Однажды ночью вызвали в контору меня и женщин. Заложили две пролётки. В одну меня посадили с красноармейцем. На удивление, солдат был совсем без оружия. В другую пролётку посадили Гендрикову и Шнейдер – вообще без охраны. Спрашиваю солдатика, куда везёт нас. Он отвечает – по-доброму так, вежливо:
– Или к семье царской, в Пермь, или прямо в Москву.
От такого ответа у меня сердце зашлось. Ведь мы уже знали о расстреле семьи, хотя не верили поначалу. Болтали также, что расстреляли только Государя, а семья в Перми. Но мы в эту сказку не поверили. Значит, плохо наше дело.
Приехали на вокзал. Солдатик говорит:
– Вы здесь побудьте немного, а я схожу – ваш вагон, арестантский, поищу.
Ушёл красноармеец. Ночь. Вокруг ни души. Я слезаю с извозчика – кучер молчит. Будто не видит меня. Подхожу к женщинам. Говорю шёпотом:
– Слезайте. Уходим. Нельзя нам дальше ехать.
А они… Глазам и ушам своим не поверил: руками замахали, в один голос запричитали:
– Нет-нет! Не пойдём, да и зачем? Нас же в Москву везут!
Дескать, если тебе что пригрезилось, то уходи сам. И этот кучер всё слышит, но делает вид, что ему наши разговоры неинтересны.
– На тот свет нас везут, – говорю. – Поймите, наконец! Опомнитесь. Верьте мне!
Они снова руками машут: слышать не хотим.
– Господи! – перекрестился Пинчуков. – Помяни царя Давида и всю кротость его. Ведь это был момент!
– Да, – вздохнул печально Волков. – Само провидение говорило: «Спасайтесь! Даю вам случай!» Я знак понял, а женщины… За ошибку свою, за наивность недопустимую они очень скоро заплатили. По высшей цене. И я мог заплатить. Потому что никуда не ушёл.
– Так что же вы-то?! – воскликнул Пинчуков.
– Понимаете ли… Я и сам тогда засомневался. Может, и, в самом деле, зря паникую? Ведь кто оставит смертников без охраны? А нас оставили. Значит, не на погибель везут? Но вот если я сейчас уйду, они вполне могут женщин расстрелять. Из злости на сбежавшего.

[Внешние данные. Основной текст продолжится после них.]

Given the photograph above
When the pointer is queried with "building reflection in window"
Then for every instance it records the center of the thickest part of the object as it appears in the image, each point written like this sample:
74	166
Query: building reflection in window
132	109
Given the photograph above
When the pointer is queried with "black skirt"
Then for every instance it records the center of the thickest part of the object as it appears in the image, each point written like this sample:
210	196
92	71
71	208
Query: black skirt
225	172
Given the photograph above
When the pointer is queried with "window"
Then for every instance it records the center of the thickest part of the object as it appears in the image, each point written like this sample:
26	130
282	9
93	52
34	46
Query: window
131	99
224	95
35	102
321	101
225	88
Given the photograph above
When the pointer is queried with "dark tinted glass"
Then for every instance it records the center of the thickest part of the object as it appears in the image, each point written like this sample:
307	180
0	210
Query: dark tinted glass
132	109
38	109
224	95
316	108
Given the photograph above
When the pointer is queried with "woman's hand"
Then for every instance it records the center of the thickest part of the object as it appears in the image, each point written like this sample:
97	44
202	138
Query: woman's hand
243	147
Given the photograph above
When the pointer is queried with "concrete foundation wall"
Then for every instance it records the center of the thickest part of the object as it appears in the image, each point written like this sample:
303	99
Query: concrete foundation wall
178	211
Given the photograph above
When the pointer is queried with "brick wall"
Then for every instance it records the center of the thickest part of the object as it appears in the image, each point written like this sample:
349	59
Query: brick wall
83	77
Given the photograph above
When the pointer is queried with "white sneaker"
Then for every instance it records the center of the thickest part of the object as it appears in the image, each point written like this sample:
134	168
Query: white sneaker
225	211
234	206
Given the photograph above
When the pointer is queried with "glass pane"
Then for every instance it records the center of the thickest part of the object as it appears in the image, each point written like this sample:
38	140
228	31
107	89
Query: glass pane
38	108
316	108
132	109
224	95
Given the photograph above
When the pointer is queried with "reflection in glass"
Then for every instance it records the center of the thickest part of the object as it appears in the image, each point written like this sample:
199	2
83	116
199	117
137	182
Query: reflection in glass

Тут и красноармеец наш вернулся. И смотрит так странно, будто удивляется, что мы ещё здесь.
Повёл нас в арестантский вагон. Там много народу уже было, тут же и великая княгиня Елена Петровна, принцесса сербская. При ней самая настоящая миссия – чуть не дипломатическая: майор армии Мичич, солдаты Милач, Божич и, представьте себе, Абрамович. И секретарь миссии – русский майор Смирнов.
– Они же подданные иностранной державы!
– Да, кроме майора… И Елены Петровны. Она – супруга великого князя Иоанна Константиновича. Значит, уже наша. Приехала мужа повидать и хлопотать об освобождении. Причём, от имени правительства Сербии. Князь содержался в Алапаевске, в ссылке. На тюремном режиме.
Большевики не пустили Елену Петровну в Алапаевск, приказали возвращаться домой. Она ни в какую: без мужа никуда не поеду. Сказала, что правительство Сербии хлопочет перед Лениным об освобождении князя. Тогда ей предложили пожить в гостинице. И поместили в тюрьму. Сказали – здесь самая лучшая в городе гостиница. Шутники!
Короче, привезли нас в Пермь и сразу в тюрьму.
– Там, я слышал, порядки потяжелее, чем у нас, – заметил Пинчуков
– Как сказать… Я не почувствовал. Смотритель тамошний благожелательным человеком оказался. Но кормили плохо.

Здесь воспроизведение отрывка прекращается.